I think it would be great for a state university to put together a program like a UK university:
- you have to have completed coursework equivalent to an IB, not just have a HS diploma. If you don't qualify, spend a semester or two at a community college.
- your study will be entirely within your major subject, or related courses that are essential for understanding your major subject (as biology and chemisty are for veteranary and pharmacy programs, etc.)
Of course, as an individual student if this is what you are looking for, you can find it all over Europe right now.
My advice for US high-schoolers, which I have been free with in parson and also on web-fora is this:
Study in Europe.
Not as an exchange student, just apply directly to the European university of your choice and stay there until you graduate. At some universities, the foreign-student tuition cost is reflective of their actual cost-per-student for faculty. staff, facilities, and operations. At others it is heavily subsidized by their own taxpayers. In nearly every case, citizens of any EU country pay the non-foreign rate at any EU university regardless of country. So if you have any kinship relation that qualifies you for citizenship in an EU country, get that passport before you apply for the university. It is fairly simple, for example, for anyone in the US with an Irish grandparent to qualify for Irish citizenship. And there are many people with Irish citizenship who are studying in Sweden and paying zero in tuition as a result.

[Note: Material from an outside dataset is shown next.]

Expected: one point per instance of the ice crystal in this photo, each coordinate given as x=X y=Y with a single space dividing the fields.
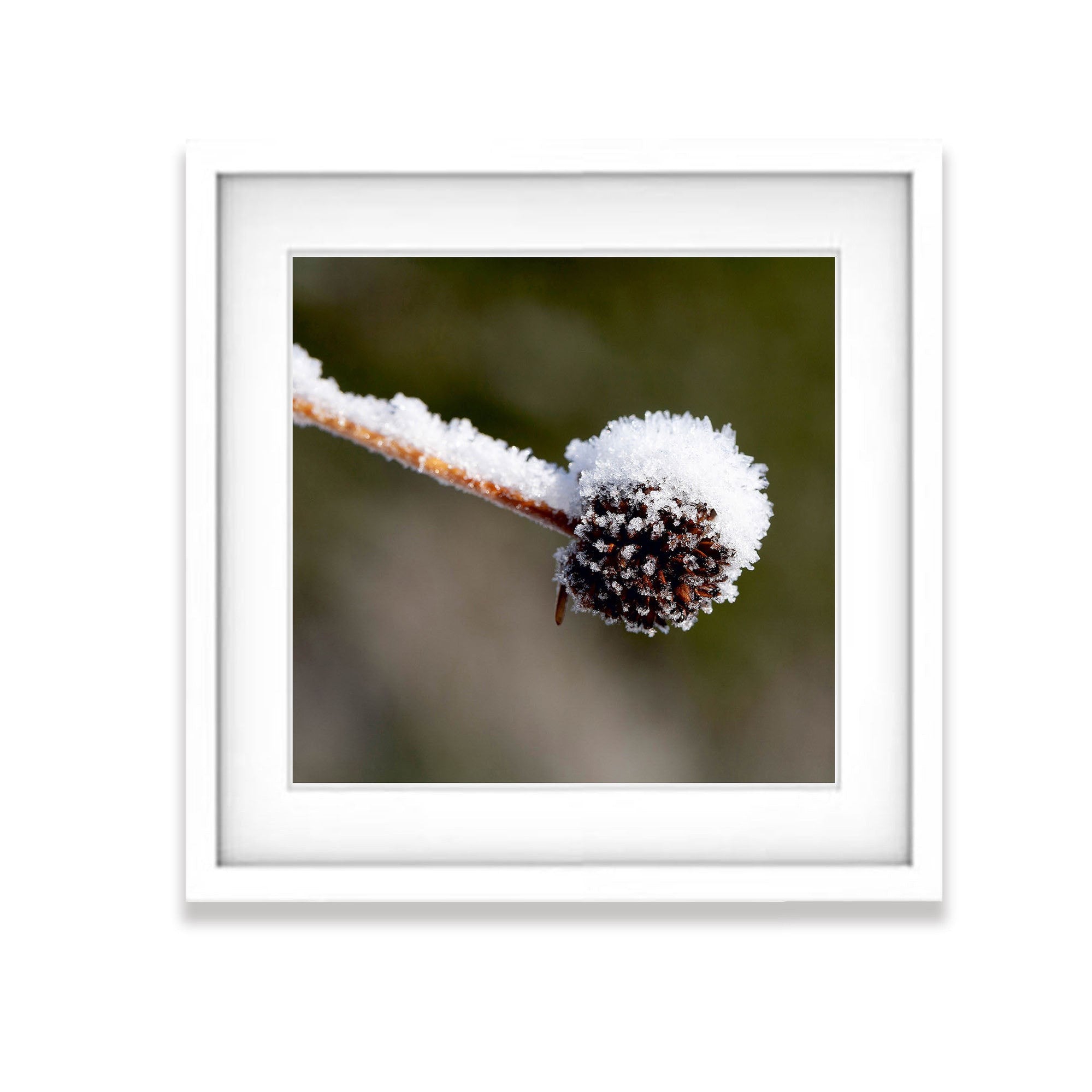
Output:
x=680 y=501
x=458 y=442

There are programs all across Europe where the language of instruction is English. This is especially true in Business, Science, and Engineering. I've looked for a good place to get an overview of a countries programs and costs, and this one is pretty good:
studyineurope dot eu
A couple of posters already hit my points, but I will reinforce. One, keeping you in school longer, especially at the college level means more tuition = more income. Second, and closely related making you take classes that have nothing to do with your major protects jobs of those teaching disciplines that we as individuals value less.

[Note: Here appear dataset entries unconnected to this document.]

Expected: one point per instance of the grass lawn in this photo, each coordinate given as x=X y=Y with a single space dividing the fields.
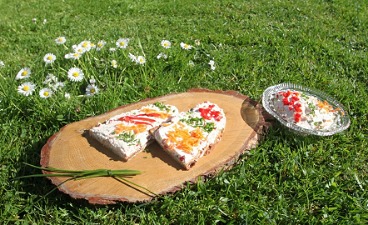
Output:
x=287 y=179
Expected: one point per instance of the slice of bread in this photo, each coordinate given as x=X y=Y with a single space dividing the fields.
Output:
x=190 y=135
x=129 y=133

Another devious practice, my alma mater has been eliminating lower level non teaching support staff to save money, while at the same time the cost of professors and the very upper level salaries has gone up way beyond the rate of inflation. It has nothing to do with education and everything to do with grabbing all you can for yourself, to hell with everyone else.
I just read a report about local teacher salaries. The state website lists all teachers' salaries, so I hopped over to see what the griping was all about. Here, teachers get raises based on additional degrees and certificates. So the teacher that boogies out of school to run over to the local tech college makes more money than the teacher with 20 years experience or the one that stays after to help students and/or works with a team/club. We have a beloved teacher at our high school that has taught my friends' parents, she has been there so long. She makes 25% less than the 30-somethings that take class after class. Who is the better teacher?

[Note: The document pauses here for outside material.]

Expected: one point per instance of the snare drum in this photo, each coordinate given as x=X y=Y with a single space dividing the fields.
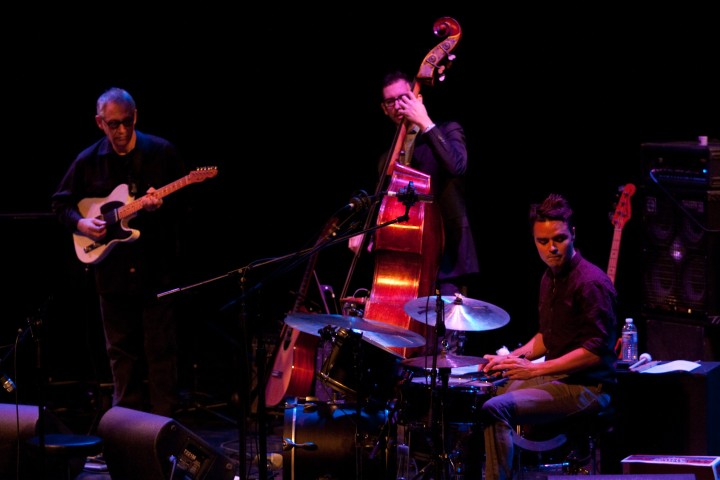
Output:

So, it begs the question....who is making the unequivocal statement that buying $$$ more degrees makes you a better teacher and therefore deserve more $$$ pay? Who decides this? And taxpayers don't question it at all.
And, by the way, before someone blasts me for griping at teacher salaries, we live in a small southern (one of those places Wisconsiners are afraid they'll become if funding is cut) community and our experienced teachers are making 55,000 to 100,000 not including their very generous benefits, for nine months of work. It is almost stupid not to teach here. :P (Yeah, silly me.)